Quelle vision du sexe et de la femme ?

Les intervenantes le répètent tout au long de leur prise de parole : le choix des mots est important. « Il y a une différence entre crime passionnel et féminicide, entre escort ou prostitution. Ce n’est pas du cinéma car les actes de violences ne sont pas simulés. », explique Céline Piques.  

Faute d’une véritable éducation à la vie sexuelle et affective accessible, ces vidéos pornographiques entraînent les adolescents et adolescentes à banaliser des violences sexistes et sexuelles, la haine des femmes, la haine raciale. Selon l’étude de “Mémoire traumatique et victimologie” de février 2021, à cause de la pornographie, les jeunes sont la tranche d’âge qui adhère le plus à la culture du viol. « Nous n’arriverons pas à faire baisser les chiffres des violences sexistes et sexuelles tant que les jeunes regarderont ce type de pornographie qui véhicule la culture du viol. », continue l’intervenante.
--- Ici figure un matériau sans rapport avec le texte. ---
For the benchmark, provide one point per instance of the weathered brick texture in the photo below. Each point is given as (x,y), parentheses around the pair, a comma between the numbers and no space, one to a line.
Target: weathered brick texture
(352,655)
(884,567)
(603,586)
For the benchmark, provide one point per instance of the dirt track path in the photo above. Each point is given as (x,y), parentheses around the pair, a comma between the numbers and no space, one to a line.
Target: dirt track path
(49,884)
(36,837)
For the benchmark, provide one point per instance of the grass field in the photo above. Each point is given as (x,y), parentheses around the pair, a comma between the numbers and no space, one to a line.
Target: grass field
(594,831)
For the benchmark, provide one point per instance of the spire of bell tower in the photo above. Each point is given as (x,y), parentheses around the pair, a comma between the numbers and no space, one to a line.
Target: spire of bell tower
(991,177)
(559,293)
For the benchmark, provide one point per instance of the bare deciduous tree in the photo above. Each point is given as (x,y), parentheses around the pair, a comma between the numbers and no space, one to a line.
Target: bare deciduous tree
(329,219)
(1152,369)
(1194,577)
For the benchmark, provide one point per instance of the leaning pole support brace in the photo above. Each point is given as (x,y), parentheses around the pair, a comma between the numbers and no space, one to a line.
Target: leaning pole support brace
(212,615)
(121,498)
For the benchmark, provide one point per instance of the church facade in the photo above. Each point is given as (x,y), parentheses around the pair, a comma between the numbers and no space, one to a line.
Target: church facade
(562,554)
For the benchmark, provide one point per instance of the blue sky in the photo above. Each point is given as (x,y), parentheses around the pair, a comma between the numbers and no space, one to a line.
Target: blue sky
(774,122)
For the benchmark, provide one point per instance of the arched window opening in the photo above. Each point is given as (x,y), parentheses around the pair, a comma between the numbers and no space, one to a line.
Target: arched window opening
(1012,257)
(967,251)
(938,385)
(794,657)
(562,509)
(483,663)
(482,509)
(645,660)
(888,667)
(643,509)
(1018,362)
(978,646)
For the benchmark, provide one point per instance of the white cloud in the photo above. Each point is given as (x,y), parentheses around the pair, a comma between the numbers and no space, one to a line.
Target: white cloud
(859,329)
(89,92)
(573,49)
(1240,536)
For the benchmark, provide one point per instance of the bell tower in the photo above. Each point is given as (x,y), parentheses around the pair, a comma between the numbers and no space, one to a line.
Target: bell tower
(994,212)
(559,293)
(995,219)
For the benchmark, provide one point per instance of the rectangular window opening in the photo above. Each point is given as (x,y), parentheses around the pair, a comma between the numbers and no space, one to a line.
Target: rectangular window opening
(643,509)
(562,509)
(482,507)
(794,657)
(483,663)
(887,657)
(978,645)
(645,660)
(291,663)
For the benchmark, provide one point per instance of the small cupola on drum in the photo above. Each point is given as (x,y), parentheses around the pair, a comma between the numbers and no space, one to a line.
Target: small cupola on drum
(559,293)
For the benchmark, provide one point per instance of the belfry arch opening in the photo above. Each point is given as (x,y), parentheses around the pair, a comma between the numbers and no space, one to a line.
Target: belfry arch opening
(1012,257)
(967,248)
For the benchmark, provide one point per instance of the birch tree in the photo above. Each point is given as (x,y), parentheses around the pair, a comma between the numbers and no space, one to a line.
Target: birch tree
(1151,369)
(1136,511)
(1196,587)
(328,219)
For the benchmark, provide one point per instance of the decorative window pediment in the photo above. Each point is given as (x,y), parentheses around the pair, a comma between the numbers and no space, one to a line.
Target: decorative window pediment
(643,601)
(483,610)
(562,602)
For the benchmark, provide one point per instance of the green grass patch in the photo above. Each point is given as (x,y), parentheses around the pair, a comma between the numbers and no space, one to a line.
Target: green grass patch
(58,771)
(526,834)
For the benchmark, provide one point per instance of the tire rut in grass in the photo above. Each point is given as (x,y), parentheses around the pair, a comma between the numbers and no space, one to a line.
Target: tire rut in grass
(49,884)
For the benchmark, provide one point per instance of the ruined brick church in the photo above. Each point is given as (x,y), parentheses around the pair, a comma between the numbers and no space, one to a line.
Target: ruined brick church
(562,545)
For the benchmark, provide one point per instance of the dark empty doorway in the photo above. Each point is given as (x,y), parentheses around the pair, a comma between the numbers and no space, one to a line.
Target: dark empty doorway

Le plus grand procès de l’histoire

Le gouvernement a annoncé dans son « plan des 100 jours » un plan sur le numérique qui inclut une nouvelle loi sur le contrôle d’âge pour l’accès aux sites pornographiques. L’ARCOM serait assermentée pour constater et ordonner le blocage des sites ce qui pourrait permettre d’être plus efficace et rapide. Cela fait 3 ans qu’une loi sur l’interdiction des sites pour les mineur.e.s a été votée et n’est toujours pas appliquée. 

Les collectifs, eux, réagissent. « On est en train de faire un truc de dingue. », lance Céline Piques. « Nous essayons de partir de la parole des femmes concernées et on les accompagne en se portant partie civile. On parle ici de viol aggravé, de proxénétisme aggravé, de traite des êtres humains, d’actes de torture. Ça va être le plus grand procès de l’histoire des violences sexistes et sexuelles en France, impliquant des actrices mais aussi 20 producteurs et acteurs ».

La publication du rapport du Sénat « l’Enfer du décor » le 28 septembre 2022, auquel Osez le Féminisme a contribué, sur l’industrie pornocriminelle a en effet permis de marquer un tournant dans la prise de conscience de la société sur ce qui se cache derrière l’appellation de « films pornographiques ». Les procès des affaires dites « Pascal OP – French Bukkake» et “Jacquie et Michel” initiés par Osez le Féminisme !, Les Effronté-es et le Mouvement du Nid, ont permis de mettre en examen 15 producteurs et “acteurs”. Le procès devrait avoir lieu en 2024.